Parecia que a solução para o conflito estudantil chileno tinha caído do céu. A frase pode soar como uma piada de mau gosto, o mesmo tipo de humor utilizado pelos grandes meios de imprensa do Chile, que se valeram de um acidente aéreo para atender ao principal interesse do debilitado governo de Sebastián Piñera: expulsar os estudantes das manchetes. Foi preciso muita ajuda das redes sociais e uma aposta arriscada de Camila Vallejo, uma das líderes do movimento, para evitar um inusitado fim da maior batalha já travada contra o neoliberalismo chileno.
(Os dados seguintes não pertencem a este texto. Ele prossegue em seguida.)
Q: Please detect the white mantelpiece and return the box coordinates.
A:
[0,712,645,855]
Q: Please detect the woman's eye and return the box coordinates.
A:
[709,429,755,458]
Após mais de cem dias de paralisação das universidades e escolas de ensino médio, quando finalmente o Executivo chileno cedeu e aceitou reunir-se formalmente com Camila Vallejo e os demais líderes estudantis, o país viu, pela primeira vez, o noticiário ser invadido por outro fato: na tarde de 2 de setembro, um avião da Força Aérea Chilena desapareceu próximo ao arquipélago de Juan Fernandez, com 21 passageiros – entre os quais, um grupo que trabalhava em prol da reconstrução da ilha após o maremoto de 2010, e uma equipe do canal estatal de televisão, liderada por Felipe Camiroaga, um dos apresentadores mais queridos do país.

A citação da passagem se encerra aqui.